Saturday 15 June 2013

Filling the bucket

Everybody has a bucket.

Some buckets are full of joy and happiness. Hobbies and friends. Love and laughter.

They're the lucky ones.

Other buckets are full of sorrow and despair. Bad habits and vicious circles. Clouds and regret.

All our buckets are different  but have one thing in common...they're OUR bucket. Whether we like it or not, we feel quite attached to our bucket.  We feel a bit weird and out of sorts if something goes missing from our bucket, we prefer to keep it full.

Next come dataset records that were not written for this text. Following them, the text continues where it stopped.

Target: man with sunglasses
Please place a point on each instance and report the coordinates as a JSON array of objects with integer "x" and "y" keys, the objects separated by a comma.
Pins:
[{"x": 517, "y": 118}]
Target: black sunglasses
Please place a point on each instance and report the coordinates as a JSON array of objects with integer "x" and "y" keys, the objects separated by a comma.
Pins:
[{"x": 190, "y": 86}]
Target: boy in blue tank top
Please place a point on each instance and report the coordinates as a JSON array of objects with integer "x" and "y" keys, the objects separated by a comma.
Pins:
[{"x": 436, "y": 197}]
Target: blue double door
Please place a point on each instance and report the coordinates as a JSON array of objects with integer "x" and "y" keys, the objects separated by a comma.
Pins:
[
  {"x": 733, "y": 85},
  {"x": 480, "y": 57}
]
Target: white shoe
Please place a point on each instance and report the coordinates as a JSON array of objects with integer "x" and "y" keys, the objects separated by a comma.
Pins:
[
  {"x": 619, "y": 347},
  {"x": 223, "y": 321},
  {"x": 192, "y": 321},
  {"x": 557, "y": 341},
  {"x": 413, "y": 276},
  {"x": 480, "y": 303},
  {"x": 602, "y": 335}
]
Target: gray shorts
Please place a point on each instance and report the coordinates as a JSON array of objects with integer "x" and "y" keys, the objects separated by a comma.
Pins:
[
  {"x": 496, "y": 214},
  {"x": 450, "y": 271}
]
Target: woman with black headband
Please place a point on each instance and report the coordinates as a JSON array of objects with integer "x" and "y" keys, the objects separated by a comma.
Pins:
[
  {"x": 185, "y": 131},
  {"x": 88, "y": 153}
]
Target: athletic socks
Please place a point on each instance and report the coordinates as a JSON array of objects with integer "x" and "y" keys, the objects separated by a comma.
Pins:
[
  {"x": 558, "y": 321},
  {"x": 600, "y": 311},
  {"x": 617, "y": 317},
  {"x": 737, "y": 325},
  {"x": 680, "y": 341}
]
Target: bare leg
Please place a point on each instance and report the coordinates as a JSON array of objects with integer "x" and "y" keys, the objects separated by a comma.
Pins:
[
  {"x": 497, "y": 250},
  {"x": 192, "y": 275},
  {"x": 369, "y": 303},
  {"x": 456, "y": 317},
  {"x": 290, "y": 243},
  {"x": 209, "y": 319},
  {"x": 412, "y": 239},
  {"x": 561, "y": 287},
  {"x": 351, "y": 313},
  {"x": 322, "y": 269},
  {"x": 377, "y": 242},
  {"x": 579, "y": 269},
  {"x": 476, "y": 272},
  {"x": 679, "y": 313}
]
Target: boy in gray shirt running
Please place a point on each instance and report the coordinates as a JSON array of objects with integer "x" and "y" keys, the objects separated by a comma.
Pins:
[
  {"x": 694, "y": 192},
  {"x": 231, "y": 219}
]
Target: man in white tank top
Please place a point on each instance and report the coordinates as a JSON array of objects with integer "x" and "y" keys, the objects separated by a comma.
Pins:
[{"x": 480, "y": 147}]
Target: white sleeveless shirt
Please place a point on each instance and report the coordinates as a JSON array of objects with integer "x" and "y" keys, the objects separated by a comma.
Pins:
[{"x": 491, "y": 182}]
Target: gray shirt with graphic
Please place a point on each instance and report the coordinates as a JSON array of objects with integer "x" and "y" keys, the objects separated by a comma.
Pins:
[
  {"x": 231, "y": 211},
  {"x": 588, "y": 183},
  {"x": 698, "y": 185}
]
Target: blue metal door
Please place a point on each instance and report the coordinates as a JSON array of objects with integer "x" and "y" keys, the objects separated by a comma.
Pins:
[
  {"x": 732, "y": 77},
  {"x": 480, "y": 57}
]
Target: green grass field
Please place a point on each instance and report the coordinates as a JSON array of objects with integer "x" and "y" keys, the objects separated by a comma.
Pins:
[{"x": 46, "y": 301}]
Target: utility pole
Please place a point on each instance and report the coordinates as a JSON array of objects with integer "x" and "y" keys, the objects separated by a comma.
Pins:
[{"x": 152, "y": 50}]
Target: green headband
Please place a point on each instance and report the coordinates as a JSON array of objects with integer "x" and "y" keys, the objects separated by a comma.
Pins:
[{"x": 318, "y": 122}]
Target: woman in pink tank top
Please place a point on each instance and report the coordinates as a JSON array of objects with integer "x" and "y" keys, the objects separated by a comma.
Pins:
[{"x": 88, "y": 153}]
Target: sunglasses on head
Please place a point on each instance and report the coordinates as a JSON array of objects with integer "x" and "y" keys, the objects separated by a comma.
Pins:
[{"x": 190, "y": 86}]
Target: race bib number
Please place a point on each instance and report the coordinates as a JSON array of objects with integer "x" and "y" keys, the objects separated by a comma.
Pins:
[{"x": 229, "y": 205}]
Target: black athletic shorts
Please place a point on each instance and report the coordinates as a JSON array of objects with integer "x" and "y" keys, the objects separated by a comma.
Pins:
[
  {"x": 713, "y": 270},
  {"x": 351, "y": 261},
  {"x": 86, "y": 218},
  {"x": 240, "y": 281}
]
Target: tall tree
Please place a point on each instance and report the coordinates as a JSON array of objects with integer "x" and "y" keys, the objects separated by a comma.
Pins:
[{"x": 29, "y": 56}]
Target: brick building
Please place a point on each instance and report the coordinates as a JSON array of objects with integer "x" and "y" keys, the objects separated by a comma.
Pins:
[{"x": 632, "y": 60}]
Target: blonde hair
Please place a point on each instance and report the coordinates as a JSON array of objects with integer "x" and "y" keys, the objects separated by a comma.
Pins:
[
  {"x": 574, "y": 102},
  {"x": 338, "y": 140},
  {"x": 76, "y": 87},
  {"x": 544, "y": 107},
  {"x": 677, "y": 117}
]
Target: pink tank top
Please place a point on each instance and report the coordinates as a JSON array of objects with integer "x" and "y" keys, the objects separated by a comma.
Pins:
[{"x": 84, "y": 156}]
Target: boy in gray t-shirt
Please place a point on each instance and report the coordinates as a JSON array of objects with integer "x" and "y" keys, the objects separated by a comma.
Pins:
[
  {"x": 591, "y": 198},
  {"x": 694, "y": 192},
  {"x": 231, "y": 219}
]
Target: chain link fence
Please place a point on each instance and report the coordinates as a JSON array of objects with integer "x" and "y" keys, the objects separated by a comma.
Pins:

So, it's all very well taking the sad and lonely, the negative thinking or even the self medicating out of somebody's bucket...but what does that leave? Not a lot. Those things, as unpleasant and uncomfortable as they are, are what that bucket keeper knows. What they're used to. And without them? Their bucket is empty.

Help someone quit smoking without understanding the underlying cause and it's very likely they'll find a new outlet or vice...I've seen it happen.

Cut out all the junk food and drinking without realising what need it was fulfilling, or finding a healthy new source of pleasure or a satisfying new diet and lifestyle to replace it, and you'll end up feeling deprived and miserable. And reaching for the cake...I'm living proof that it happens. Again. And again

To put it another way: The absence of dis-ease, does not at all guarantee the presence of ease.

Which is, of course, why the very field of positive psychology began.  The whole of psychology, until the positive lot came along, is based on a 'disease' model, occupied with what's wrong with people. With easing hardship and misery. On weakness. On removing pain.

But if all somebody is used to feeling is pain, what are they supposed to feel when the pain is gone?  Is feeling empty supposed to be any better than feeling sad?

Martin Seligman and co. didn't think so. And neither do I.

I absolutely love that positive psychology focuses not on what's wrong with people, but on all that is right with us. Studies not weaknesses but strengths. Focuses not just on removing hardship, but on cultivating happiness to flourish in its place.

the photo that inspired this post
Or in short, positive psychology is all about re-filing that bucket with sunshine once all the muck has been
tipped out.

Identify your muck. Dig it up. Throw it away.

let the sunshine in
But don't stop there.  Don't leave your bucket empty. Once the clouds are gone, work out how to fill your bucket back up, but this time with sunshine. Once you know what that bucket needs, what you need to do, then fill it right up. Right up to the top. And keep on topping it up every chance you get.

Cos every little gap in that sunshine, is room for the muck to seep back in.